Details
-
Bug
-
Resolution: Not a Bug
-
Critical
-
None
-
7.0.0, 7.0.1, 7.0.2
-
OS - Debian GNU/Linux 10
Couchbase Server 7.0.0-5302 (CE)
-
Ubuntu 64-bit
-
Impediment
-
1
-
Unknown
Description
We recently noticed issues with excessive resource consumption of some subsystems within Couchbase.
According to the images attached, Prometheus processes are consuming a lot of RAM and CPU memory, it is even the process that consumes the most resources within the virtual machine.
Doing a research, I noticed that Prometheus using in Couchbase 7.0 has version 2.22.0 (branch: HEAD, revision: a6239a377d49104ac7253a99aef8feb8dee0a7c2)
There are some bug reports that indicate high resource consumption and that some limit parameters are not being respected, according to the problem: https://github.com/prometheus/prometheus/issues/9744
Our first approach, as the issue suggests, is to update to version 2.22.1 where the bug is fixed, but since Couchbase uses a custom version of Prometheus, there is a custom flag that runs along with the parent process of Couchbase, you can see the error below when changing the Prometheus version:
Error parsing commandline arguments: unknown long flag '--storage.tsdb.no-lockfile'
prometheus: error: unknown long flag '--storage.tsdb.no-lockfile'
The version that Prometheus uses within Couchbase is different from the release in the official Prometheus repository, where:
prometheus, version 2.22.0 (branch: HEAD, revision: a6239a377d49104ac7253a99aef8feb8dee0a7c2) is the custom version of Couchbase
prometheus, version 2.22.0 (branch: HEAD, revision: 0a7fdd3b76960808c3a91d92267c3d815c1bc354) is the same version as Prometheus but without the custom flags.

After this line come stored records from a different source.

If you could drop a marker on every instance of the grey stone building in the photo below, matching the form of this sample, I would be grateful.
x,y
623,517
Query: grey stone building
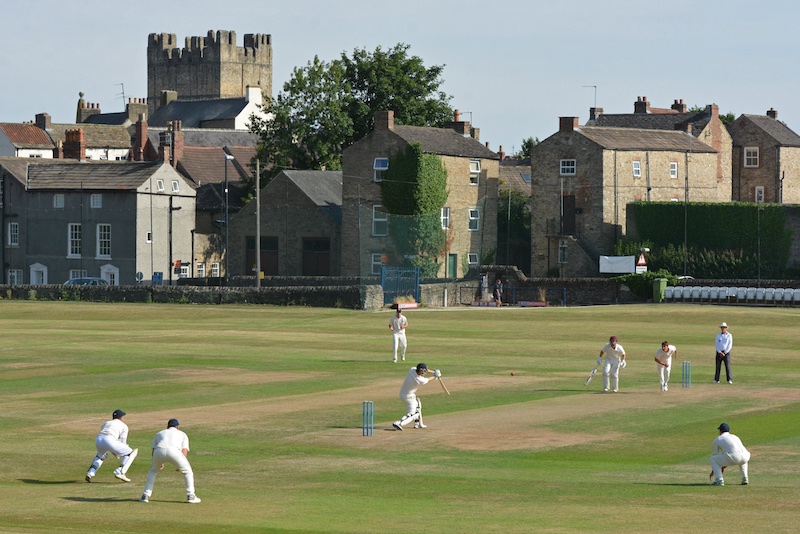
x,y
69,219
766,160
301,219
206,68
582,179
470,217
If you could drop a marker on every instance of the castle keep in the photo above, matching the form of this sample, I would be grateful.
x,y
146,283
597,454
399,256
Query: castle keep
x,y
207,68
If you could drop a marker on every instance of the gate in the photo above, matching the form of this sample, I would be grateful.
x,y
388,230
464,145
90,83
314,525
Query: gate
x,y
398,282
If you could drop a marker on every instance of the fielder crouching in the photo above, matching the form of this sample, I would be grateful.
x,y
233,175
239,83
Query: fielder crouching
x,y
408,394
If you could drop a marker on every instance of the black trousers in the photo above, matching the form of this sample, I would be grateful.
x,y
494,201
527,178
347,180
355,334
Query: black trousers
x,y
726,358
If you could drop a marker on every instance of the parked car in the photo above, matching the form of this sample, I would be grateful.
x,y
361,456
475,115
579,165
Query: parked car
x,y
86,281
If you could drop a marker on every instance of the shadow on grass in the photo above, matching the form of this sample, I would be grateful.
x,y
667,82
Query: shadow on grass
x,y
99,499
32,481
683,484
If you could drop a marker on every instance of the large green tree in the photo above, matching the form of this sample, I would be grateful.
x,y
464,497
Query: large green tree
x,y
393,80
326,106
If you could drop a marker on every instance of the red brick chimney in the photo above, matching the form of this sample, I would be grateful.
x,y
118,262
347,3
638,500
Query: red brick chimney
x,y
641,105
384,120
567,124
140,140
679,106
165,147
43,121
74,145
177,142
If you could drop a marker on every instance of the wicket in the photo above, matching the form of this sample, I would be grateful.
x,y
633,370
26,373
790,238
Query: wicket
x,y
686,375
368,418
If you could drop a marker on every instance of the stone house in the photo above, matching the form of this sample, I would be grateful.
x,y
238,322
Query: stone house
x,y
469,218
704,125
582,179
766,160
301,219
125,222
208,158
24,141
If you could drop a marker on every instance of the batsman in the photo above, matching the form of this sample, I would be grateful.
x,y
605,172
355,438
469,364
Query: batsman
x,y
408,394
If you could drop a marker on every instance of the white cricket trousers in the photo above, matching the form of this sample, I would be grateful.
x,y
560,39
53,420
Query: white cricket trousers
x,y
398,340
663,373
611,371
169,456
723,459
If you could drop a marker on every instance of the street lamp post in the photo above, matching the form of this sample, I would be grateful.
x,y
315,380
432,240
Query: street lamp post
x,y
228,157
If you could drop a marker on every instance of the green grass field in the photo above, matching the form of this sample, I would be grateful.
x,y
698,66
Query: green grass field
x,y
271,400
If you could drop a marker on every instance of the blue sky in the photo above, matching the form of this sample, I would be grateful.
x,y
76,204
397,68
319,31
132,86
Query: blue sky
x,y
513,67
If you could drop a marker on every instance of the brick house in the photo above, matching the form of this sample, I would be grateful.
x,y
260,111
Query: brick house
x,y
75,218
301,219
470,217
766,160
705,125
582,179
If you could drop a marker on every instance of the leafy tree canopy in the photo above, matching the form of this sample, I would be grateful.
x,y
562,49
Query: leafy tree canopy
x,y
326,106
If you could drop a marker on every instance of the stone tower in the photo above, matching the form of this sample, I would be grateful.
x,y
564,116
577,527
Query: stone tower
x,y
208,67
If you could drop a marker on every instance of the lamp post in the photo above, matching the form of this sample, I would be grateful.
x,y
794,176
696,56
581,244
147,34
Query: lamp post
x,y
228,157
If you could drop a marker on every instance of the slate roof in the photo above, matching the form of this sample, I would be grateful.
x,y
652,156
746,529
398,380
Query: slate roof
x,y
91,175
192,113
26,135
444,141
206,165
208,137
323,188
642,139
94,135
655,121
776,129
109,119
515,174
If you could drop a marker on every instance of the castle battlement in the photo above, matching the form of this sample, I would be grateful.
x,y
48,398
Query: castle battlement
x,y
207,67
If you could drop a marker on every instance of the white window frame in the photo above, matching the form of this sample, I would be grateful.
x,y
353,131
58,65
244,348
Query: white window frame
x,y
14,277
380,221
13,234
377,263
474,172
751,157
74,240
103,241
474,219
379,166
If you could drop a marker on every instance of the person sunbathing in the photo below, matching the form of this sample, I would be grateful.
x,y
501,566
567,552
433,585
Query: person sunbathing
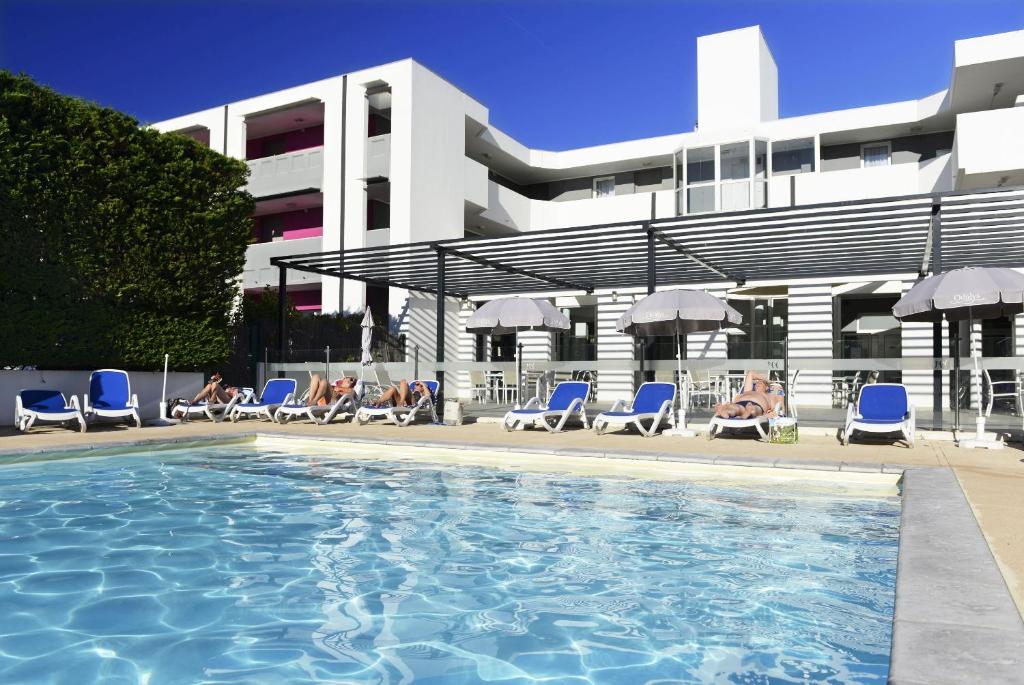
x,y
215,391
402,394
758,397
322,392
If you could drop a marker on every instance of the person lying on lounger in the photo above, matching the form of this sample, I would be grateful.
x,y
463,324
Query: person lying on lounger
x,y
402,394
322,392
758,397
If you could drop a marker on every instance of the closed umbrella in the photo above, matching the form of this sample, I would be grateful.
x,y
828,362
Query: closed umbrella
x,y
965,294
678,312
512,314
367,357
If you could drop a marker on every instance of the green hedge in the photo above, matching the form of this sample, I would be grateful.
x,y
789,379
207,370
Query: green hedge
x,y
119,244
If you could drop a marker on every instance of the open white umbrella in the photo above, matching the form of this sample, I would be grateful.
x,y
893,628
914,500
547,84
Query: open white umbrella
x,y
966,294
678,312
511,314
367,357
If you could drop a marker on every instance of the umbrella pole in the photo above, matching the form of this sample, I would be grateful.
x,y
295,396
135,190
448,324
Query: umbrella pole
x,y
518,371
980,439
679,428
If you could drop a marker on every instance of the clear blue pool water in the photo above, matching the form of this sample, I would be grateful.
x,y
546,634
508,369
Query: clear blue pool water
x,y
228,565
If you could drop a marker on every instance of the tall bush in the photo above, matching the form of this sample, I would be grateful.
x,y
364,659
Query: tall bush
x,y
119,243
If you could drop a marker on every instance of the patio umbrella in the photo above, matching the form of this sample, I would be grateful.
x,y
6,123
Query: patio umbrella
x,y
871,325
512,314
965,294
677,312
367,358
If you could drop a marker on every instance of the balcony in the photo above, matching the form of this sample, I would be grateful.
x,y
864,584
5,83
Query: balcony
x,y
846,184
258,271
378,157
511,209
283,174
475,181
988,148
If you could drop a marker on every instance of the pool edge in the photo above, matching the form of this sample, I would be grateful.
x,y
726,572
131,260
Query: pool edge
x,y
954,619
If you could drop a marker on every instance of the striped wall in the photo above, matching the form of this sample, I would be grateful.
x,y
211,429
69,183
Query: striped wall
x,y
916,342
611,345
811,337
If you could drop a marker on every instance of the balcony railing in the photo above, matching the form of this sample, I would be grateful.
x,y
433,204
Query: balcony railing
x,y
291,172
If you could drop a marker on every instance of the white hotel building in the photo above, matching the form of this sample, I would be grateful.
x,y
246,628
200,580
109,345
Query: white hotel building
x,y
395,155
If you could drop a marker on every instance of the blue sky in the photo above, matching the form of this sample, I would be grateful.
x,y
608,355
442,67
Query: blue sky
x,y
555,75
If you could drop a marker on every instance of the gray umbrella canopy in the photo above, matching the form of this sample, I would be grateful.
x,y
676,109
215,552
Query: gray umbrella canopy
x,y
516,313
367,356
677,312
963,294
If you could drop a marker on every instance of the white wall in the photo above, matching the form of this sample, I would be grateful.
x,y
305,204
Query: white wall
x,y
146,385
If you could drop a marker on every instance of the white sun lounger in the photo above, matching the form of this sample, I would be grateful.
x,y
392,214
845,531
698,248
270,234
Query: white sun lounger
x,y
276,391
110,396
215,412
652,402
566,400
321,414
33,405
400,416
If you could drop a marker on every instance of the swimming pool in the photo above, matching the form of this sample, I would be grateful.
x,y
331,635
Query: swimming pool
x,y
238,564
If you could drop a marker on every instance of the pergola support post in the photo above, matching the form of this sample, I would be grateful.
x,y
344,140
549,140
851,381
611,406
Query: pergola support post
x,y
937,403
282,316
440,325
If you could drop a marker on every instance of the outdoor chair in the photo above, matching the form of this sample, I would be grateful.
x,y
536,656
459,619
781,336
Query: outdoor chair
x,y
215,412
33,405
344,408
478,389
110,396
881,408
276,391
652,402
718,424
566,400
401,416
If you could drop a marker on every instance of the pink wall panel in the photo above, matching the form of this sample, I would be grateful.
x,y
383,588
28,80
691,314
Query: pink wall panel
x,y
289,141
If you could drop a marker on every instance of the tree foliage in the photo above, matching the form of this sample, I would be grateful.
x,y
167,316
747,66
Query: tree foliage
x,y
119,243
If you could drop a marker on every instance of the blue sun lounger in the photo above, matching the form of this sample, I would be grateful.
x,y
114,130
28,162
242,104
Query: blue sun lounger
x,y
400,416
276,391
566,400
652,402
110,396
882,408
33,405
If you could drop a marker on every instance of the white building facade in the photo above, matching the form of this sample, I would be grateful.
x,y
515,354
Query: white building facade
x,y
394,155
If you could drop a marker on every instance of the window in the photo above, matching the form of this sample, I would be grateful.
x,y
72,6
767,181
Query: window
x,y
876,155
792,157
604,186
699,180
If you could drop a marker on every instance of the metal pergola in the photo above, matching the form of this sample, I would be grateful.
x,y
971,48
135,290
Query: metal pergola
x,y
909,234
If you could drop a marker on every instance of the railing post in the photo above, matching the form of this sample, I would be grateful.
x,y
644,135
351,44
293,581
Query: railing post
x,y
282,315
937,403
440,323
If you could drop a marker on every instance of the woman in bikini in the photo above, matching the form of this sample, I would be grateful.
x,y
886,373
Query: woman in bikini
x,y
403,394
322,392
757,398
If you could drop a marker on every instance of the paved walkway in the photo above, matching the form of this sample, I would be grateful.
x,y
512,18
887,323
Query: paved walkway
x,y
993,481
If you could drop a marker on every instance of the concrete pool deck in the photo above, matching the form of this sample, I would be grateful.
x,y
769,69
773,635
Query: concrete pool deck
x,y
954,619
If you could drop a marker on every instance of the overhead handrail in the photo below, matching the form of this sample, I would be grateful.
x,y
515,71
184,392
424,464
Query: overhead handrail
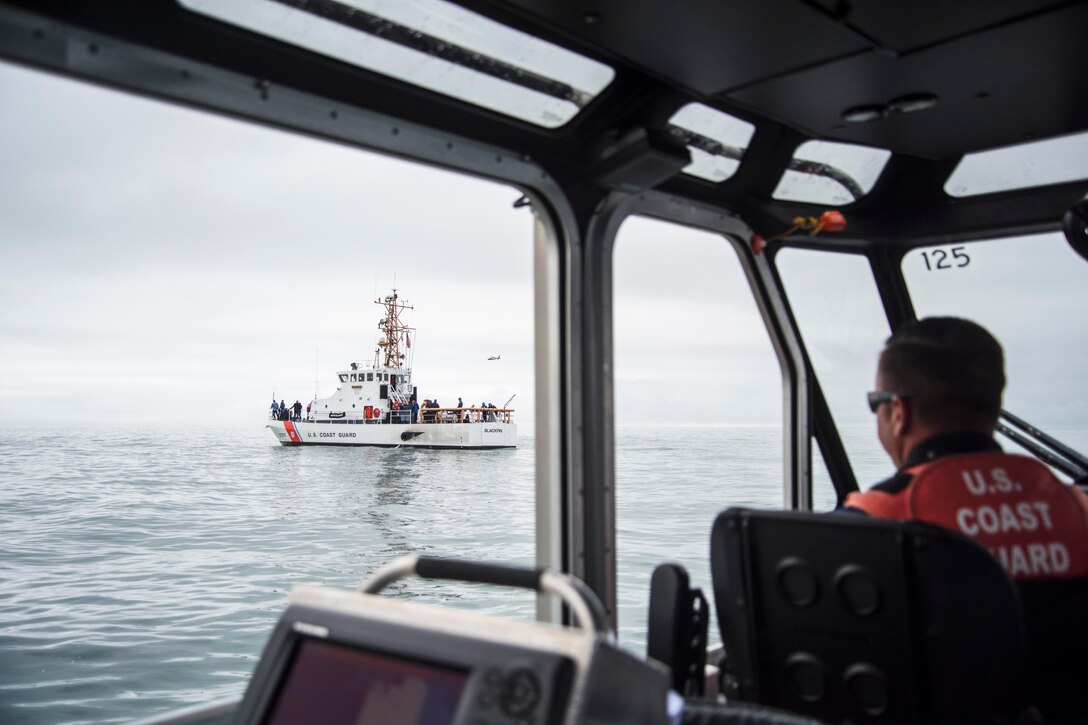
x,y
1045,447
583,602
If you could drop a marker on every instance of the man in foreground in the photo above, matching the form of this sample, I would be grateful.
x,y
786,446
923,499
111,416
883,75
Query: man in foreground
x,y
938,397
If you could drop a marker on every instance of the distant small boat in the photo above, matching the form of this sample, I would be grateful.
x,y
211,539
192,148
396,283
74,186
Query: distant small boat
x,y
373,405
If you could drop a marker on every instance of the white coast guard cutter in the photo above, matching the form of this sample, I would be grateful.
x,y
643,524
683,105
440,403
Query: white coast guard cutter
x,y
372,405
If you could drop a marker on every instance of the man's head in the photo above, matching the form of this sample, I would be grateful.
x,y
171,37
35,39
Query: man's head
x,y
944,375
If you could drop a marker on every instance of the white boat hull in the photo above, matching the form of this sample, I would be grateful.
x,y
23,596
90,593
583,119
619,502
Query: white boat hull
x,y
418,435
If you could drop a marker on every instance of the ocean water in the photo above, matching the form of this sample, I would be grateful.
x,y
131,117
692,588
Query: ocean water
x,y
143,572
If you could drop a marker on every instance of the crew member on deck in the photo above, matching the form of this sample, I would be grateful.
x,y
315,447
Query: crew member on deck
x,y
938,397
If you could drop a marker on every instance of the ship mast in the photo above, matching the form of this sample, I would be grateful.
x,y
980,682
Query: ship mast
x,y
395,331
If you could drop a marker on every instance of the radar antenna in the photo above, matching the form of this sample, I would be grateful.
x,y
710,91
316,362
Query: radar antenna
x,y
394,331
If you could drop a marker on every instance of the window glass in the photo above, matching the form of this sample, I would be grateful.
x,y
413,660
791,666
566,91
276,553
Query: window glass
x,y
148,236
843,334
706,434
716,140
826,172
435,45
1049,161
1028,291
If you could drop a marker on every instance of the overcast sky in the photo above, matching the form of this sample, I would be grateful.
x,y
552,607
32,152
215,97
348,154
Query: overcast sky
x,y
160,263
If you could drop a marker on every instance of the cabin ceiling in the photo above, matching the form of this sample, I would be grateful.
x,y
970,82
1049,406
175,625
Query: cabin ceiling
x,y
1002,72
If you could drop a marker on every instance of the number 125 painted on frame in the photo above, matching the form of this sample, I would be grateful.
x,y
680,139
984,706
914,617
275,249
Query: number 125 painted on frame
x,y
943,259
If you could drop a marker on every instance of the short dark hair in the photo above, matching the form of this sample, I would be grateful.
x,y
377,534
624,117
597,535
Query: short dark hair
x,y
952,368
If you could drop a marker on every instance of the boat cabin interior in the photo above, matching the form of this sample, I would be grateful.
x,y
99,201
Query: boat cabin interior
x,y
938,150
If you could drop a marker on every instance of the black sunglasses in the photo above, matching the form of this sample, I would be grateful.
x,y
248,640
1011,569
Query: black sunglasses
x,y
877,398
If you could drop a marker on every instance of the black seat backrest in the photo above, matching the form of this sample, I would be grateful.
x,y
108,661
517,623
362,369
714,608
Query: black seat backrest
x,y
677,627
1056,648
852,618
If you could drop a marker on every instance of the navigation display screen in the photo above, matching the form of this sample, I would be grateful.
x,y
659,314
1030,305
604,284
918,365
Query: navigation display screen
x,y
333,684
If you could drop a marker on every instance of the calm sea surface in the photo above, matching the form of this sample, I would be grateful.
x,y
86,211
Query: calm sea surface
x,y
143,572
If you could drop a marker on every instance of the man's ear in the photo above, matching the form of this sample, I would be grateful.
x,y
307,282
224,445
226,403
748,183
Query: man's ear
x,y
902,416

The Workaround we got is to remove the Prometheus binary and restart the child process, this way the Prometheus binary doesn't load and doesn't overload the cluster, on the other hand, we lose all visibility of queries, index, and cluster activities that are important for operation.
Also attached is a screenshot of the process monitors with the high levels of RAM and CPU that the process consumes over time, causing unavailability in our environment.